Je ne m'étais jamais posé la question en ces termes. Que dire ? Il vaut mieux rester consensuel,
ne pas prendre de risque.
« Je dirais qu'il est beaucoup plus enthousiaste que moi à l'idée d'utiliser notre capacité. »
Bah oui ! Tu es un peu trop morose. Il faut bien te décoincer un peu.
J'essaie de lire sur son visage si j'ai donné une réponse satisfaisante, mais rien ne transparaît.
Tous les regards sont braqués sur lui. Sa réponse sera décisive dans la balance.
« J'accepte la proposition du président ! »
Tous se mettent alors à acquiescer. Le vent a tourné. Je suis embauché. Personne ne va s'opposer
à la volonté du président.

Ma vie est donc toute tracée, au moins pour les vingt prochaines années.
Courage, ça va être rigolo. On va voir plein de nouvelles choses. Je suis curieux moi.
Quand j'y pense, j'ai la tête qui tourne. Toi aussi tu devras faire des concessions. Ne crois pas
que tout le boulot sera de mon côté.
Oui, oui, nous verrons bien.
Le ton est plus ironique qu'autre chose, mais bon…

***

A la sortie de la salle, un Med me tend un papier, contenant ma première affectation, chez les
Bâtisseurs.

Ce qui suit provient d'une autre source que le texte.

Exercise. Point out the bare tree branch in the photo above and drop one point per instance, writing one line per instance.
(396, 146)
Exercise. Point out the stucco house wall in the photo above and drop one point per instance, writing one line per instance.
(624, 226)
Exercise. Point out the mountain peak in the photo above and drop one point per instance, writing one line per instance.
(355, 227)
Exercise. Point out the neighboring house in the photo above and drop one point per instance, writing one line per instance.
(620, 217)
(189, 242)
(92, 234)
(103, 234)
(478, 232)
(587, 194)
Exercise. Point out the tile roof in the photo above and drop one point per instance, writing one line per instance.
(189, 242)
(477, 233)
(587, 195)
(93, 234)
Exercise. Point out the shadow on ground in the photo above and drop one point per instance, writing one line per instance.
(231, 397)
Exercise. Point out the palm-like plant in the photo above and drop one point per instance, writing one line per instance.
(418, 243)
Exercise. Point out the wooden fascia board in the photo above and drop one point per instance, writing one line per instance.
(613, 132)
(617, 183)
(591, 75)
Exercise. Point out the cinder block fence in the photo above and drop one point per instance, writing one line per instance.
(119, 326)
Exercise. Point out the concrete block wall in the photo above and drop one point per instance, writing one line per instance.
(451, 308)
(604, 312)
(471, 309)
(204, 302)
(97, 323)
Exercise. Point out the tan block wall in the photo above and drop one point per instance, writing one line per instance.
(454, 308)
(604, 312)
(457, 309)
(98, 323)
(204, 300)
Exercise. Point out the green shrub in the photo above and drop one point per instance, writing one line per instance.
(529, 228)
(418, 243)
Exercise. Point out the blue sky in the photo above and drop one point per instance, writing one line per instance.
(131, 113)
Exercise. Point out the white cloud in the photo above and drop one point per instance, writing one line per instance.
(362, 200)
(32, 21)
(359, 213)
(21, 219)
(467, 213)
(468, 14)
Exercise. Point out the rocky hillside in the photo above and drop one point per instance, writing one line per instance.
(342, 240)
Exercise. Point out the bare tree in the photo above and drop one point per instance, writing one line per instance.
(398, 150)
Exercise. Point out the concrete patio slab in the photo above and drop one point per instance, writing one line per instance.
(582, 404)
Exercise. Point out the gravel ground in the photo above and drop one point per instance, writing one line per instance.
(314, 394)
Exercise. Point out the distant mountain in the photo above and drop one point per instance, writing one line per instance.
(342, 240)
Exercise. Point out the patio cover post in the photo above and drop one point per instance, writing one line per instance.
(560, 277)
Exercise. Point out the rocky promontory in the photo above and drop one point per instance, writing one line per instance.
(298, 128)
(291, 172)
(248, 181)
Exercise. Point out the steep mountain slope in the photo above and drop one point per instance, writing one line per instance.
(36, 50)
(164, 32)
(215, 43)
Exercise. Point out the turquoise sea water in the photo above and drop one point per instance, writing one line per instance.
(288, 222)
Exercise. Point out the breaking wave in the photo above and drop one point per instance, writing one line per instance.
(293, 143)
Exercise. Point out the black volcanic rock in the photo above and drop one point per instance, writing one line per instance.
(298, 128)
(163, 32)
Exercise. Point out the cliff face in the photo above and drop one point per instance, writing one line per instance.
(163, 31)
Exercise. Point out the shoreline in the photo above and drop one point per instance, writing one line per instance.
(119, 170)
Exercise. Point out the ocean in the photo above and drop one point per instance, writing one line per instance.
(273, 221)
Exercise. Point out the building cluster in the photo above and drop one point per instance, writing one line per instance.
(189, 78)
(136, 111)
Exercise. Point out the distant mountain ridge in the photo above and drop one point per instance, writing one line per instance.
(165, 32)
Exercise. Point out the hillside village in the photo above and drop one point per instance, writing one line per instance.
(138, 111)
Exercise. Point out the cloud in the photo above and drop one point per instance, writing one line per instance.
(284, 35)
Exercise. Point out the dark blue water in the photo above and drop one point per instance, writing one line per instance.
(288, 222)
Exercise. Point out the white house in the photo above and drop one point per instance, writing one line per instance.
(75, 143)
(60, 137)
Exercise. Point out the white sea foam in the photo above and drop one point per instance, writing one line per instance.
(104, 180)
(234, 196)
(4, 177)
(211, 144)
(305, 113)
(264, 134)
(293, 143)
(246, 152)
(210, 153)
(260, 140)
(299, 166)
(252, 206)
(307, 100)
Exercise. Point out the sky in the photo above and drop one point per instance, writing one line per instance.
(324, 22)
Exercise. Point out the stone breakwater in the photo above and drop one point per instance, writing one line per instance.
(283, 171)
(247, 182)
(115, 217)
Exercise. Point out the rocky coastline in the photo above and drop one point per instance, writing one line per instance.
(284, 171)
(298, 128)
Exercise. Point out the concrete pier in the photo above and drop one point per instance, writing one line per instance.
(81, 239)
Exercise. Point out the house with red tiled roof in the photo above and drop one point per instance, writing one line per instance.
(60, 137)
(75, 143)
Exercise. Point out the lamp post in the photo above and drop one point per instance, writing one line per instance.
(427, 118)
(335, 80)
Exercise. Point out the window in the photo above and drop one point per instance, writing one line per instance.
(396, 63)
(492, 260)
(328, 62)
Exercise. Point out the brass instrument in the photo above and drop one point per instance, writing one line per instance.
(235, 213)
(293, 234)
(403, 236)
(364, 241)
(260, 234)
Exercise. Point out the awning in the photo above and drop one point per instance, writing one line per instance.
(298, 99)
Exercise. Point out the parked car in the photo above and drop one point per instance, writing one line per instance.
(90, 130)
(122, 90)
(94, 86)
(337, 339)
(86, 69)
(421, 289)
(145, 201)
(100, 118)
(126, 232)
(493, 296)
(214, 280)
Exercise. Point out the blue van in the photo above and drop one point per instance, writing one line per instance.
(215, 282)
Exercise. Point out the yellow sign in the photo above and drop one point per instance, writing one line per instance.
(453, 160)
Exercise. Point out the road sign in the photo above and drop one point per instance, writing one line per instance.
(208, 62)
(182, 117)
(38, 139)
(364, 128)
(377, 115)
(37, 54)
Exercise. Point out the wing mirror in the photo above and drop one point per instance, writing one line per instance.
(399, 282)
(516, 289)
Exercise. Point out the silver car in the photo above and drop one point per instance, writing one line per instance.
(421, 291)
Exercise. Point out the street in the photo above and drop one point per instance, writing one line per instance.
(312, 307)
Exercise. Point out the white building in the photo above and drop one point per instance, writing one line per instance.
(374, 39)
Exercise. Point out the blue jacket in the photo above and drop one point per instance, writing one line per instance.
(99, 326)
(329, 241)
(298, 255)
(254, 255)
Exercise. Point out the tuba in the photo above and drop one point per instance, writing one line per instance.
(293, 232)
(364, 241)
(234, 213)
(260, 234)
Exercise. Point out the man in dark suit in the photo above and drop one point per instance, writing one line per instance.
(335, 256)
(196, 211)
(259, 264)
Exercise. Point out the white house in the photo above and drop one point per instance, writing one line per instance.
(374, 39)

Je le prends sans vraiment y accorder de l'importance, continuant à tripoter la chaîne que
je porte maintenant autour du cou. Mes pensées se tournent surtout vers mes parents, à qui je vais
devoir expliquer que je ne suis pas près de revenir dans le voisinage.

« Jeune homme ! »
Je me retourne. C'est le président du Conseil qui s'avance vers moi.
« Un instant, s'il vous plaît.
Je voudrais vous préciser un point essentiel, pour que vous ne vous mépreniez pas sur mes
intentions. Je suis à la tête du gouvernement de ce pays. Les Meds s'occupent bien de moi, mais je
ne suis pas éternel. Et j'avoue que je songe à prendre une retraite bien méritée un de ces jours. Je ne
laisserai les rênes de ce pays qu'à une personne sur laquelle je peux compter. Alors prouvez-moi
que j'ai pris la bonne décision, en faisant confiance à mon semblable. »
Déjà accaparé par la demande d'un Représentant qui venait d'arriver, il s'éloigne alors, sans rien
ajouter.

Est-ce que tu as bien compris ce que j'ai compris ?


Ça dépend.
Il vient de nous dire qu'il veut nous mettre à sa place dans quelques années et qu'il a…
la même capacité que nous. Oui, je l'interprète comme toi.
Tout s'explique alors. Mais quel pari ! Serons-nous à la hauteur ?
Je ferai de mon mieux.
Je t'aiderai.
Et pour une fois, mon Symbiote a l'air sincère.